Millican Pecan Co., San Saba, Texas
The Millican family business, stretching back to the nineteenth century, provided pecans for Queen Victoria and Alfred Lord Tennyson. The queen and Lord Tennyson were an integral part of the customer base for many years. My grandfather and grandmother took long bamboo poles and thrashed pecans along the Colorado and San Saba Rivers. On one occasion my grandfather lost his high school ring while thrashing and never found it. Someone will unearth it one day and see the graduation date at about 1917-1918, and think it unfortunate, yet quaint, the ring was lost.
Before mechanical pecan shellers, my step-father and uncles about Thanksgiving and Christmas had stained fingers, like charred wood, from cracking and peeling pecans. In older years, a package of shelled pecans was always included with Christmas gifts and the nuts were minced upon for days thereafter. As I put a pecan in my mouth, I reflected upon the labor tended, my step-father cracking pecans in front of the radio or television in the evenings. I knew hard shell from soft shell pecans and sought the soft shell to crack — didn’t we all?
The McRorey family — Floyd, Lennie, John R. and Joycelyn — raised turkeys for the Thanksgiving table on a grand scale with thousands fed and sped to market before the holidays. The turkey business was good for the McRoreys and when I stayed with them I drove the tractor as grain was unloaded in the feed bins. I was not the best of drivers, but I meant well. I learned much from my Uncle Floyd.
My mother hunted wild turkey.
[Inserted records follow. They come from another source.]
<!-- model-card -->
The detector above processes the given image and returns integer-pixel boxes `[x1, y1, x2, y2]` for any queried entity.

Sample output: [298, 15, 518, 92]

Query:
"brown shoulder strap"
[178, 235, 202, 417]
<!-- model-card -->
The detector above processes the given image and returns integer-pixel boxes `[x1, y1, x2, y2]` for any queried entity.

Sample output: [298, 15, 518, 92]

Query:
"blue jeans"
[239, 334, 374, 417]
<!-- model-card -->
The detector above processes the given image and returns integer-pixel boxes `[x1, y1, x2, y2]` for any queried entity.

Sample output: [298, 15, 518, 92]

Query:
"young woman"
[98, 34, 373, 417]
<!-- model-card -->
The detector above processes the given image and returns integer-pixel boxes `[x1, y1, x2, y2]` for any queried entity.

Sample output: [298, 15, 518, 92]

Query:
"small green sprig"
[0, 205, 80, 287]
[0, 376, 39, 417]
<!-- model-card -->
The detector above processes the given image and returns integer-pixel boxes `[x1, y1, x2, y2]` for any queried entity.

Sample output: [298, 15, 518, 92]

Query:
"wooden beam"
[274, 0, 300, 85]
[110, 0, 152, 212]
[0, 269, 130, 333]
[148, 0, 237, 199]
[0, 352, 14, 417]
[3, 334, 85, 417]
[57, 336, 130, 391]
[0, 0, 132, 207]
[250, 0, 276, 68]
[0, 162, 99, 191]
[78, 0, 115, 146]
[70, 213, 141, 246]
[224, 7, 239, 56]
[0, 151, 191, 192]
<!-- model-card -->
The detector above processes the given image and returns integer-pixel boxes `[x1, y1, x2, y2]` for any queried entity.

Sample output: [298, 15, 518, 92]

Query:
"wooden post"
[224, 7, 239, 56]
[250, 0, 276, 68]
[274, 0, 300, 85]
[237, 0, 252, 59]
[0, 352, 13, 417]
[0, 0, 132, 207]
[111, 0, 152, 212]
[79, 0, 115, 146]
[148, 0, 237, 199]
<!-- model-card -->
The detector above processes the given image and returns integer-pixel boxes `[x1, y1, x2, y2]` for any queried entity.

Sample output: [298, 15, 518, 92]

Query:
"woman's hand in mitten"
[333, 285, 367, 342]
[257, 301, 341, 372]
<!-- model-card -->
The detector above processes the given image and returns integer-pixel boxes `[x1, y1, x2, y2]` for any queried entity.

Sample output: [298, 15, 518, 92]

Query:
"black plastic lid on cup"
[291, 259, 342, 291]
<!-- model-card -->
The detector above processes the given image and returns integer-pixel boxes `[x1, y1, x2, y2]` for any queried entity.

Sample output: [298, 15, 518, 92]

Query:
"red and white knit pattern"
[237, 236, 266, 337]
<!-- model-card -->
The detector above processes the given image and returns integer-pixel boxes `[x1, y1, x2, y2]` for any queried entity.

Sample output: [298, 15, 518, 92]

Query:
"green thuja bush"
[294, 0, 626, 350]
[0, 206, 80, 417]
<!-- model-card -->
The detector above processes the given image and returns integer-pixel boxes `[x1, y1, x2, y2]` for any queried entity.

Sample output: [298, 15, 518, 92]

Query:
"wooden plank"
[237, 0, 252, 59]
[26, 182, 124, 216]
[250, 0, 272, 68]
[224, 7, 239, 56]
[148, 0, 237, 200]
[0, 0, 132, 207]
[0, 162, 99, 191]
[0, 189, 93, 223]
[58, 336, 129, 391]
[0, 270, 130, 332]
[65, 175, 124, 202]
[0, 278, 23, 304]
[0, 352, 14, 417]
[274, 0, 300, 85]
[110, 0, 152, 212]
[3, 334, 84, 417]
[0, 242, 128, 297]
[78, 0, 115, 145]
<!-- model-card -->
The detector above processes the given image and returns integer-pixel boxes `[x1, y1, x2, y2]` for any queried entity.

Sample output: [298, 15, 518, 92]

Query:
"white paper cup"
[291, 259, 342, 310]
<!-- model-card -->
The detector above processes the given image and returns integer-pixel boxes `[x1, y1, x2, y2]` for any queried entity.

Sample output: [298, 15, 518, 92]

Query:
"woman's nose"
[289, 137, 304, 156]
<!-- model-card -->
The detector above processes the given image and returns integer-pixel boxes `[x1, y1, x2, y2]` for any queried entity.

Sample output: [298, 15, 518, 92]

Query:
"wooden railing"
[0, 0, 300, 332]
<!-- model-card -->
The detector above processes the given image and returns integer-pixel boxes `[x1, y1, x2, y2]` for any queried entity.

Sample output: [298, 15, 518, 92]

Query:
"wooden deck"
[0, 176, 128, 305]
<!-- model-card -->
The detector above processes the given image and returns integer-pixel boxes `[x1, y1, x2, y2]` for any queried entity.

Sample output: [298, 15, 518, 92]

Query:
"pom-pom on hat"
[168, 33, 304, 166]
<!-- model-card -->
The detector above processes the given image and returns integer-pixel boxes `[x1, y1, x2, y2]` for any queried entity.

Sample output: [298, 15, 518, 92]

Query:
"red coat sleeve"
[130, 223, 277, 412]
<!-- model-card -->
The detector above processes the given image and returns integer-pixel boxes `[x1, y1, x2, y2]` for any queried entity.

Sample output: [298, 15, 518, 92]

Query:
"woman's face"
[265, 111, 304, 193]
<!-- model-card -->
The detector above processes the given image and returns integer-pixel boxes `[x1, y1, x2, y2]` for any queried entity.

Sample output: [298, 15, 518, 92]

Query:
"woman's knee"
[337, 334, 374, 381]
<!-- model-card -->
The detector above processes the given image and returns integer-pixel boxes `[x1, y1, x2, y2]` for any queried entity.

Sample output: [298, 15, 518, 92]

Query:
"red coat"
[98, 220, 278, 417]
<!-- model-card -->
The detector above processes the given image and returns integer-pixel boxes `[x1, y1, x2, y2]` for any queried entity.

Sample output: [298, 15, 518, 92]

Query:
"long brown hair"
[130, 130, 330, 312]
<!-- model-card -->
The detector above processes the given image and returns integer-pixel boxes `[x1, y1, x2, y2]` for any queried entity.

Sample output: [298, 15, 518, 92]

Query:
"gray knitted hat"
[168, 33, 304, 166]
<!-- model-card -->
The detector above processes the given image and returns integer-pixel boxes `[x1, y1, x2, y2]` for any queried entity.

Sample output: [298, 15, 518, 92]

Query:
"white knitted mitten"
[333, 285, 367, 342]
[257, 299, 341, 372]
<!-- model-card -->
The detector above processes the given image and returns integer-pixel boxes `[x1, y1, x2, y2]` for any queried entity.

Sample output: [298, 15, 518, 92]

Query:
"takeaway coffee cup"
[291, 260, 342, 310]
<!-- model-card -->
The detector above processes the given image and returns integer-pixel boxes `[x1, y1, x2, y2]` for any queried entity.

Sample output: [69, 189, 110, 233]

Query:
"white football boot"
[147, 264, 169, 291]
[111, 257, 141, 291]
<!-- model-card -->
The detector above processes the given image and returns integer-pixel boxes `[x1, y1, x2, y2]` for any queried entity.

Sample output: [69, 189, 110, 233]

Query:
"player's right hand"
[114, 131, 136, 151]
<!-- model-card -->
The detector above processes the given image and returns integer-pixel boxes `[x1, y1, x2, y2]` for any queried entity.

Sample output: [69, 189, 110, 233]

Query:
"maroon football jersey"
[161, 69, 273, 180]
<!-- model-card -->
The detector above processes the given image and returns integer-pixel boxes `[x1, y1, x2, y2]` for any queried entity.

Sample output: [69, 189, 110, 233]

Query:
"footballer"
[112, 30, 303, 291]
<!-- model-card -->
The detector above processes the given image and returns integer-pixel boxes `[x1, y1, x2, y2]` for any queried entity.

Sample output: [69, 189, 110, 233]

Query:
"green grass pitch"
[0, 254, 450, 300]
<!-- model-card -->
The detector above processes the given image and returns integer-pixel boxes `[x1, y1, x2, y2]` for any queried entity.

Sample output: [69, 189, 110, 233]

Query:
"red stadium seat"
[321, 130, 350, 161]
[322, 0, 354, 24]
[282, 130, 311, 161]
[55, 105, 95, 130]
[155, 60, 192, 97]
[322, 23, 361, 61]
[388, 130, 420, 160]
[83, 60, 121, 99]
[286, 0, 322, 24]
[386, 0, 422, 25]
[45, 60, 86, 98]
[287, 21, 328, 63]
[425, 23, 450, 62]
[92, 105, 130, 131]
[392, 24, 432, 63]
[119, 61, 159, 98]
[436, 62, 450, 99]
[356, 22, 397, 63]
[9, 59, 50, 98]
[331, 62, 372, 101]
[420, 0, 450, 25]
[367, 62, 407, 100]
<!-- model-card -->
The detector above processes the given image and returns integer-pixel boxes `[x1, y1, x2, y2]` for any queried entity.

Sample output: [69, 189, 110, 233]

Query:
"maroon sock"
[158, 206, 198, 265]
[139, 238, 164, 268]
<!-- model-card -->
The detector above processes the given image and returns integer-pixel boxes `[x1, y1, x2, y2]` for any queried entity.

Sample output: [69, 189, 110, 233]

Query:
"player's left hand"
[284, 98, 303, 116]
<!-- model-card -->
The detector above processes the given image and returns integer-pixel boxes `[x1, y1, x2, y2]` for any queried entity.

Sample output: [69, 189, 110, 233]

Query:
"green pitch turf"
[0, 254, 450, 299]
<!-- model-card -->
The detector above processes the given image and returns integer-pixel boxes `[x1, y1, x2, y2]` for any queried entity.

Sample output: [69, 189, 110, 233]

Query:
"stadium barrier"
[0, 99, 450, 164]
On one occasion in Brown County (Brownwood, Texas, the county seat), she bagged the first turkey of the season. With a .22 caliber rifle she took her kill that season. She arose before daylight in the morning and placed herself behind a hunter’s blind on my uncle’s ranch near Brookesmith, along the creek, and waited patiently for the flock. Ofttimes, she merely watched the wildlife, counting the flock or observing deer in the pasture. For many years after she won the first-turkey-taken prize, as I accompanied her on errands around town, she was asked: Are you going to get the first turkey this year, Gywn? What rifle do shoot turkey with? Where do you hunt?
I am one and two generations removed from a family clan that thrashed pecans, raised turkeys and lived off the produce of the soil, harvesting and consuming nature’s fecundity. I have only lightly touched those activities, but I am aware, deeply so, that when I eat pecan pie today I see the bamboo poles of thrashing in the rafters of the barn, and when I see the breast meat of turkey upon my plate I hear the gobble-gobble of Uncle Floyd’s turkeys along the Cherokee Creek in San Saba County. I am truly thankful for for the produce of the soil and the hands that have tended the harvest and taught me lessons about nature and all that dwells therein.